Negrin Lukas Leopold, Seligson David
Medical University of Vienna, Vienna, Austria.
Medical University of Vienna, Währinger Gürtel 18-20, 1090, Vienna, Austria.
Eur J Trauma Emerg Surg. 2010 Aug;36(4):369-74. doi: 10.1007/s00068-009-9081-5. Epub 2009 Nov 2.
The Kocher-Langenbeck approach is most frequently used for open reduction and internal fixation of transverse acetabular fractures, the positioning of the patient still falling to the preference of the surgeon.
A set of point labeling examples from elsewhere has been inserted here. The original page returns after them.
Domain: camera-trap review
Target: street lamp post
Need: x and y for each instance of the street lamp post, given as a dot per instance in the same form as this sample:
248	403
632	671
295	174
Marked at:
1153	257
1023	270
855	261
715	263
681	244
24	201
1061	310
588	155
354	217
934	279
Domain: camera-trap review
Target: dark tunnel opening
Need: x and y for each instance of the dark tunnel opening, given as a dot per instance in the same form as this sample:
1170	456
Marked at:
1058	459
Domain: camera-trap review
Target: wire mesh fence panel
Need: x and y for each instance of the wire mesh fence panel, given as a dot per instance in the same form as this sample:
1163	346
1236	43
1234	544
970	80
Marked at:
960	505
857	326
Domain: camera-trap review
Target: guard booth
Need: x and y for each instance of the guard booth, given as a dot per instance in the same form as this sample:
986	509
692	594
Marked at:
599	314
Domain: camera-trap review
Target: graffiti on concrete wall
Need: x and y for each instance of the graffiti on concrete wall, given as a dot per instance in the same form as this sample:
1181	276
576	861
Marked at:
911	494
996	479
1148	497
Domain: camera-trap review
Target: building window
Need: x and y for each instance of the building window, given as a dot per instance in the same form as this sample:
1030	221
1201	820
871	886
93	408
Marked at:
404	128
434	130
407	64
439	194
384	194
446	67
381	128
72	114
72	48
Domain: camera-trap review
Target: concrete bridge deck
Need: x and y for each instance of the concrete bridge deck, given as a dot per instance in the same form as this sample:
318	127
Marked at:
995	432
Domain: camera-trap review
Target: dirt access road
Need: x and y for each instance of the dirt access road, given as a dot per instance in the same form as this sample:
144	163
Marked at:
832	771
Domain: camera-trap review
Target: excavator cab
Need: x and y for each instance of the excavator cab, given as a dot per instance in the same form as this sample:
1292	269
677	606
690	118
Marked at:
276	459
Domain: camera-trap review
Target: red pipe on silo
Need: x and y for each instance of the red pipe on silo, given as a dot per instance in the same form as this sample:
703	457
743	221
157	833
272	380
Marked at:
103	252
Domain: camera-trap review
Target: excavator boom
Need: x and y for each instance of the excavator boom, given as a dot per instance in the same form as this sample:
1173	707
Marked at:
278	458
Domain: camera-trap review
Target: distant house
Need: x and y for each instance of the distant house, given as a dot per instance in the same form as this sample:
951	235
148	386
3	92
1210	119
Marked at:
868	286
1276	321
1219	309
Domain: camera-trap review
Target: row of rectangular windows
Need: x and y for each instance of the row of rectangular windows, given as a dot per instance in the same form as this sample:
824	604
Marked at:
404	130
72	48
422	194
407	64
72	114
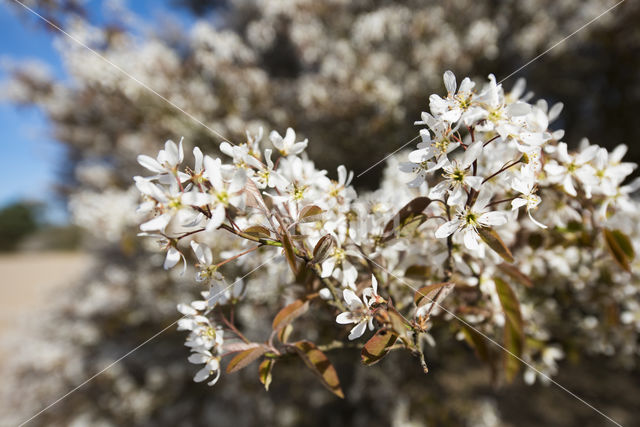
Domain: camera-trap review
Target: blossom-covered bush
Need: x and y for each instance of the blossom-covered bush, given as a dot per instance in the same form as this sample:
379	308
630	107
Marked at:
350	76
461	253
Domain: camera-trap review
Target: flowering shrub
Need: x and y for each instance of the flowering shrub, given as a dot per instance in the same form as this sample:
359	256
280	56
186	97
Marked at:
493	204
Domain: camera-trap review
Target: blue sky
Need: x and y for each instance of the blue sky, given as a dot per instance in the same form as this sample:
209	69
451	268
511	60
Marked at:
30	157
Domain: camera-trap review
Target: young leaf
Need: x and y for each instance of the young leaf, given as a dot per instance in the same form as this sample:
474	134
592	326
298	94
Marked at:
320	365
409	214
289	313
258	231
513	342
243	359
493	240
378	346
513	272
284	333
417	272
254	197
513	327
287	244
264	372
429	292
310	213
323	248
477	342
620	247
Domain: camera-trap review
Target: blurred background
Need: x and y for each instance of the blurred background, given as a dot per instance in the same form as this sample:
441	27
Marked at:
351	76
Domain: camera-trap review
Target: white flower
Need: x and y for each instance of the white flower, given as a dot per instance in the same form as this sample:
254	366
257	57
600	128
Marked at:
524	183
208	270
173	204
288	144
571	166
455	104
441	143
266	176
421	170
468	220
222	193
166	163
359	310
211	366
338	266
458	177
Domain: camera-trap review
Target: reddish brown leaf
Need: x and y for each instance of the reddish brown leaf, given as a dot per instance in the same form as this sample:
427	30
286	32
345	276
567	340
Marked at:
409	214
417	272
428	293
620	247
321	366
310	213
258	231
513	327
243	359
378	346
284	333
323	248
477	342
254	197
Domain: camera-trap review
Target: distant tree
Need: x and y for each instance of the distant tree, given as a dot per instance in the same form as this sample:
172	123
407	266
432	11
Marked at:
17	221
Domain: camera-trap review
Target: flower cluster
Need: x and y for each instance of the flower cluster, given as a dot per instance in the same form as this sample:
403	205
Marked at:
455	251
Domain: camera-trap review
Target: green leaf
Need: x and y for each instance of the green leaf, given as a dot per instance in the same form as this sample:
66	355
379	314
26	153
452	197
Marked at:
243	359
513	327
513	272
477	342
378	346
289	313
493	240
320	365
310	213
409	216
258	231
620	247
264	372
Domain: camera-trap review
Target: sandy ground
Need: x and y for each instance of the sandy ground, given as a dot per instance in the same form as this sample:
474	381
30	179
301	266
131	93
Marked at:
28	279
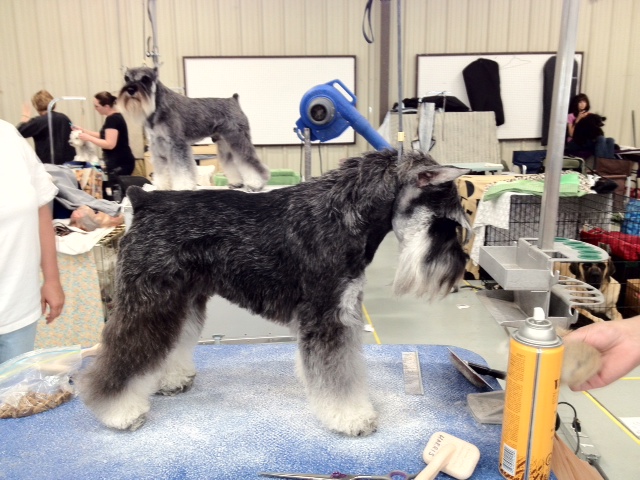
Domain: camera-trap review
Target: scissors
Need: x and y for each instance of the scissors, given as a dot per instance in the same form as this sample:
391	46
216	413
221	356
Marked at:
396	474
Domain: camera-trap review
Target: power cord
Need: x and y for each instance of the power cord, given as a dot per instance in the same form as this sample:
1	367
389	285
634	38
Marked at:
575	423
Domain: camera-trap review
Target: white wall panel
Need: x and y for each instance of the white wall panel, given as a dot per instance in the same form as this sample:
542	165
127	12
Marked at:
79	47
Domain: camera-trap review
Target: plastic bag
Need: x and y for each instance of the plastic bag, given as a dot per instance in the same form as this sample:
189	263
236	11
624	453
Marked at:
38	381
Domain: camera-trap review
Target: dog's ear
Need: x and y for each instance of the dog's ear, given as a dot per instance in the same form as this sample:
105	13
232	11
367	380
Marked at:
576	269
435	175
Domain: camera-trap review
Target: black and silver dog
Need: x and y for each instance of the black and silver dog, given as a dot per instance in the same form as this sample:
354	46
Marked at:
173	122
295	255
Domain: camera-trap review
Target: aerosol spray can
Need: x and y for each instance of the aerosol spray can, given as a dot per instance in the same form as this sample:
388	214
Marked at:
531	400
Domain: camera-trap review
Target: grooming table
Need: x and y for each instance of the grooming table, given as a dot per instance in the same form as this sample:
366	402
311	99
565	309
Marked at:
247	413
The impact of 'prone' and 'lateral' positioning on radiographic outcome and postoperative complication rates was evaluated by this retrospective study.
Between 2002 and 2007, 27 consecutive cases of transverse acetabular fractures were treated randomly by four attending surgeons at a Level I trauma center, 18 done in a lateral and nine in a prone position, with no significant difference in age and pre- and intraoperative parameters; no patients were excluded. The complication rate was analyzed by medical records. After an average of 9 months postoperatively, the radiographic outcome was evaluated by plain X-rays and computed tomography (CT) scans using the Matta system, the Epstein classification, and the Brooker grades. Post-traumatic arthrosis and avascular necrosis of the femoral head were documented.
We found a significantly poorer quality of fracture reduction (p = 0.032) and higher rate of posttraumatic arthrosis (p = 0.049) for patients who were operated for transverse acetabular fracture in the lateral versus the prone position. No revision surgery was needed; no infection was detected overall, whereas two iatrogenic nerve damages (one temporary, one persistent) were found only in the lateral group. There was no significant difference concerning extensive blood loss, femoral head necrosis, Epstein grades, heterotopic ossification, and secondary surgery needed.
The weight of the leg may make reduction more difficult in the lateral position, leading to a poorer radiographic outcome.
科克伦-朗根贝克入路最常用于髋臼横行骨折的切开复位内固定术,患者的体位仍取决于外科医生的偏好。本回顾性研究评估了“俯卧位”和“侧卧位”对影像学结果和术后并发症发生率的影响。
2002年至2007年期间,I级创伤中心的4位主治外科医生随机治疗了27例连续的髋臼横行骨折病例,其中18例采用侧卧位,9例采用俯卧位,年龄及术前和术中参数无显著差异;无患者被排除。通过病历分析并发症发生率。术后平均9个月后,使用马塔系统、爱泼斯坦分类法和布鲁克分级法,通过X线平片和计算机断层扫描(CT)评估影像学结果。记录创伤后关节炎和股骨头缺血性坏死情况。
我们发现,髋臼横行骨折手术采用侧卧位的患者与采用俯卧位的患者相比,骨折复位质量明显较差(p = 0.032),创伤后关节炎发生率更高(p = 0.049)。无需翻修手术;总体未检测到感染,而仅在侧卧位组发现2例医源性神经损伤(1例为暂时性,1例为持续性)。在大量失血、股骨头坏死、爱泼斯坦分级、异位骨化和所需二次手术方面无显著差异。
侧卧位时腿部重量可能使复位更加困难,导致影像学结果较差。